«Also, was da geschehen ist, ist natürlich – jetzt müssen Sie alle Ihr Gehirn umstellen – das grösste Kunstwerk, das es je gegeben hat» – K.H. Stockhausen im Südpol

Die wenigsten wären in diesen Zeiten (oder überhaupt) bereit, eine zweitägige Retrospektive von Karlheinz Stockhausen zu veranstalten. Zu sperrig scheinen seine Werke. Auratisch zwar, doch das breite Publikum empfindet sie schlicht als dissonanten Lärm. Für mich ist er, was Ludwig van für Alex war. Ein vom Genius besessener, der den Soundtrack für ein Lebensgefühl liefert.

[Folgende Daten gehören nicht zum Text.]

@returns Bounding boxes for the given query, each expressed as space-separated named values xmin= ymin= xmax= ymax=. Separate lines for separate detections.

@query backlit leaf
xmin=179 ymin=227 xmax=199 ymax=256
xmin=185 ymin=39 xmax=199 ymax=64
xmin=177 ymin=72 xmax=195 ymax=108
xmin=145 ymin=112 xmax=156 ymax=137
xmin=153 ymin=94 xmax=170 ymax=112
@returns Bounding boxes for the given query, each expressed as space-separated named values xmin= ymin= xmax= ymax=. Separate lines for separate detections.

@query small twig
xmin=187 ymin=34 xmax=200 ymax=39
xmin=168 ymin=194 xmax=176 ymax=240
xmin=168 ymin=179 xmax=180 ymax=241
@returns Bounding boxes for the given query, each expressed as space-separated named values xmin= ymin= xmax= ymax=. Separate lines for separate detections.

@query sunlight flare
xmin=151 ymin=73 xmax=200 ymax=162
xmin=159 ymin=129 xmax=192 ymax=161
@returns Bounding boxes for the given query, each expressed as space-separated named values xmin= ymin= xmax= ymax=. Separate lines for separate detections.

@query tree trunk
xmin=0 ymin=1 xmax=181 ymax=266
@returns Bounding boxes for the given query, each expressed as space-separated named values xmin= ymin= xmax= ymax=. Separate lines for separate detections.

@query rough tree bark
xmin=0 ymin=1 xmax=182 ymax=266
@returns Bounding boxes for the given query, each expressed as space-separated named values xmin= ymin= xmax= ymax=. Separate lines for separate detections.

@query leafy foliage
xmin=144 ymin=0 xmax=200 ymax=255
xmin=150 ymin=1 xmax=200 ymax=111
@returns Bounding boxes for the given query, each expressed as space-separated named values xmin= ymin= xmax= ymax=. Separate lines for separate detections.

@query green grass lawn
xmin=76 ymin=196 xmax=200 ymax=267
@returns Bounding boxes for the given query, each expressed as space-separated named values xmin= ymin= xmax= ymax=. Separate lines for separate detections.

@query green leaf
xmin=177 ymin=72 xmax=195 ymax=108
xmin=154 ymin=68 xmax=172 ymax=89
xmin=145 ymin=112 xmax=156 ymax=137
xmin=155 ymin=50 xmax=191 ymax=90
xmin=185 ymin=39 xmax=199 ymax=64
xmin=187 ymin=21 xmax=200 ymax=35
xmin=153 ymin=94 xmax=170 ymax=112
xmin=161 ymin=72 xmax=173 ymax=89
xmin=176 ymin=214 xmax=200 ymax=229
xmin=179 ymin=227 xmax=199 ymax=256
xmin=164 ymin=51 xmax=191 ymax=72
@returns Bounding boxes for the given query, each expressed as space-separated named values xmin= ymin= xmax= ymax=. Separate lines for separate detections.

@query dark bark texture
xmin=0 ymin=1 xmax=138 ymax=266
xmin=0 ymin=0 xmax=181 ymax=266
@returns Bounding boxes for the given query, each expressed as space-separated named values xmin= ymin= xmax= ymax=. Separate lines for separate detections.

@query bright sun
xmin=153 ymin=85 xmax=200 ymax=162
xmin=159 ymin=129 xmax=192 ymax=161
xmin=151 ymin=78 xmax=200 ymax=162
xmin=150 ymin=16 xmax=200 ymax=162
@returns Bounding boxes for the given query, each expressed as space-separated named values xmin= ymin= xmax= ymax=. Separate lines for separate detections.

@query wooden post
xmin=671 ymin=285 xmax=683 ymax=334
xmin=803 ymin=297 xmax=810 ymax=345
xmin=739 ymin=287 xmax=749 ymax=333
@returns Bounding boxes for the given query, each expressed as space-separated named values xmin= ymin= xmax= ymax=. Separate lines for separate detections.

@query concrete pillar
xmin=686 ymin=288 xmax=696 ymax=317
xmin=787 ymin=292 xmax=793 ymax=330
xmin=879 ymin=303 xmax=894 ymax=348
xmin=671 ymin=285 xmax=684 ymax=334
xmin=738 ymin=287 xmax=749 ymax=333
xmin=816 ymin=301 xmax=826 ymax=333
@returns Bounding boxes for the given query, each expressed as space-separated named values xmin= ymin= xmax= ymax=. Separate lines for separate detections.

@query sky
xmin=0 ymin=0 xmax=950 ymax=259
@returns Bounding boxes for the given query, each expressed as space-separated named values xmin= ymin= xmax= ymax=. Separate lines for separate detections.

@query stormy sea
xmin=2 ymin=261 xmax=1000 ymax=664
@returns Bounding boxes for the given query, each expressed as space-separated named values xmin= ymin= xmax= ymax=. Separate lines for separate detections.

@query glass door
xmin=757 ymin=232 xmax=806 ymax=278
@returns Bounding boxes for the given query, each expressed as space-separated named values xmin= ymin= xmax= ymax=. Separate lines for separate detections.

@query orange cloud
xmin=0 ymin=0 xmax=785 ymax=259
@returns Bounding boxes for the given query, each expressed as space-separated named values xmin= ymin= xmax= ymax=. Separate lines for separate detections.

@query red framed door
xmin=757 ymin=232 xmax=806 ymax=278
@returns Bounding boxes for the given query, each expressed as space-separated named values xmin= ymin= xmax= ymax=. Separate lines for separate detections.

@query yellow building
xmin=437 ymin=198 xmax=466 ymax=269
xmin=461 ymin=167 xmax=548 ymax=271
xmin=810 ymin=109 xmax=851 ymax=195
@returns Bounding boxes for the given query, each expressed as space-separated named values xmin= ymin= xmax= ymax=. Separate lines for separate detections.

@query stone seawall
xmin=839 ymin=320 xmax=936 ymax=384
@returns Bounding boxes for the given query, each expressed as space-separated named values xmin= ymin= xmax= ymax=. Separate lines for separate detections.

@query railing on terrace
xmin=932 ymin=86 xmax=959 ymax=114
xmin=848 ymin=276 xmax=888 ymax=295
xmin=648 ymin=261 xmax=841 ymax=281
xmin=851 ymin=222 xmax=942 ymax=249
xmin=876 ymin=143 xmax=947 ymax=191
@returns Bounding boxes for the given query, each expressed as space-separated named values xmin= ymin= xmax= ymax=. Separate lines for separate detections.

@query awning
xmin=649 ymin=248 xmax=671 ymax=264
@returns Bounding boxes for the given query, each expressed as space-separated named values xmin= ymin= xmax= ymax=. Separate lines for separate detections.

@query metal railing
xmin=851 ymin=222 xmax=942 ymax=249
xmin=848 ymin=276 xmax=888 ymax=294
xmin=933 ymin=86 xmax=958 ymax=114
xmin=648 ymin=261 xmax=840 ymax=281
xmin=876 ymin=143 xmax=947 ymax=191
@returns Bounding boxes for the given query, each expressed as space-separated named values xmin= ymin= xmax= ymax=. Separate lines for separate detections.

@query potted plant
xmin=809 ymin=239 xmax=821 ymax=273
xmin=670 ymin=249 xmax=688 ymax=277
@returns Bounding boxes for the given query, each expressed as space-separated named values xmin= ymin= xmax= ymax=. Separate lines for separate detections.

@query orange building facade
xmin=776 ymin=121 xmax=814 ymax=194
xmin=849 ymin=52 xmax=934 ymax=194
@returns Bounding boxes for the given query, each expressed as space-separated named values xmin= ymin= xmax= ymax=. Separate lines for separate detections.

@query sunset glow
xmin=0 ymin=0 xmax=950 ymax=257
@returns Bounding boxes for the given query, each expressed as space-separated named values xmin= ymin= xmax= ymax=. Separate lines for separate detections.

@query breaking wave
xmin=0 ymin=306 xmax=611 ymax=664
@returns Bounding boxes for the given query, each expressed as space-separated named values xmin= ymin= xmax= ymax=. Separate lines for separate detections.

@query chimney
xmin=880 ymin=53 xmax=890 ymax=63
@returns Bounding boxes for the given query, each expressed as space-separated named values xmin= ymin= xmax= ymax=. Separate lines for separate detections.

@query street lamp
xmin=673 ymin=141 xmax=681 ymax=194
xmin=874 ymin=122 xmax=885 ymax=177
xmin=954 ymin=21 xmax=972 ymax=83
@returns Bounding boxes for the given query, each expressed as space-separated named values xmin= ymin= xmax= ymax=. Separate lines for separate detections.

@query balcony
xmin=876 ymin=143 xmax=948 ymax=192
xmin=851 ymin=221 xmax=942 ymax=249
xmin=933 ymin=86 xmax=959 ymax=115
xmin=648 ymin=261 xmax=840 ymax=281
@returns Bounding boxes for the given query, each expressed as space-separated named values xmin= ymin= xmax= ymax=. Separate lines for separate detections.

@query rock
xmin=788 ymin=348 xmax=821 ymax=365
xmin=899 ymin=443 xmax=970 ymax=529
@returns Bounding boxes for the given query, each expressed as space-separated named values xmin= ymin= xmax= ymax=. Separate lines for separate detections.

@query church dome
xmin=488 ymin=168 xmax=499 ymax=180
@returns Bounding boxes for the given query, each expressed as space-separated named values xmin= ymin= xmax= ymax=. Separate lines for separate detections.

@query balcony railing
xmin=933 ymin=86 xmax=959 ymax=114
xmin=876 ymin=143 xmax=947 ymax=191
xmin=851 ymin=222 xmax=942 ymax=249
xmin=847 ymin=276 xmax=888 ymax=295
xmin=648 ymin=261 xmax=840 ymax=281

Er definierte neu, was Musik sein kann. In seinen atonalen Stücken, die in genialen, mathematischen Systemen navigieren, zerschmettert er die kommune Algebra des Hörens und errichtet an ihrer Stelle ein radikales Multiversum aus Klangwelten. Stockhausen wurde auf Sirius geboren und in den Künsten des Klangs unterwiesen, bevor er als Botschafter dieses Sterns die Erde besuchte. In einem Interview, das Robert Baumann für das Magazin «foglio» mit ihm führte, beschrieb er die Akademie auf Sirius folgendermassen: «Alle Schwingungen, die überhaupt existieren und die uns manchmal als Materie vorkommen, werden studiert und in Verbindung miteinander gebracht. (...) Was ich dort gelernt habe, ist zum wesentlichen Teil, schwingende Luft auf diesem Planeten - es könnten auch schwingender Äther oder schwingende Lichtwellen sein- Musik ist. Dass ist die Essenz des Alls: geordnete, geformte Schwingungen.» Die Hochschule Luzern hatte den Mumm. Sie zeigte unter der künstlerischen Leitung von Marco Blaauw eine Umfassende Stockhausen-Retrospektive, mit einem fantastisch zusammengestellten Programmheft, das die originalen Programmtexte des Komponisten persönlich enthielt. Erik Borgir und Michel Rot leiteten das Projekt, um die Klangregie war Paul Jeukendrup besorgt. Es spielten Studierende des Masterstudiengangs Contemporary Art Performance. Die Werkauswahl war umfassend. Von den Anfängen über den Tierkreis, die Klavierstücke, bis zu Sequenzen aus seinem Monumentalwerk Licht (1977-2003). Der Film des Helikopter-Streichquartetts (auch Teil des Licht-Zyklus), das von einem Streichquartett in vier verschiedenen Helikoptern gespielt wird, komplettierte die Retrospektive. Mein Favorit war der «Gesang der Jünglinge» (1955/56 !!!!), das ganz und gar elektronische Musik war. Und diese Akustik im Südpol! Grandios! Eine Frage kniff mich jedoch ins Fleisch: Wenn man schon neue Hör-Räume öffnet, warum dann nicht mit komplett neuen Umständen zuhören? Warum diese blöden, unbequemen Stühle? Warum keine Fatboys, Liegen, oder Kissen, warum keine Visuals an der Decke oder fluoreszierende, mathematische Formeln an den Wänden? Warum nicht irgendwas total verrücktes? Es wäre angenehmer einzutauchen, in Stockhausens Kosmos.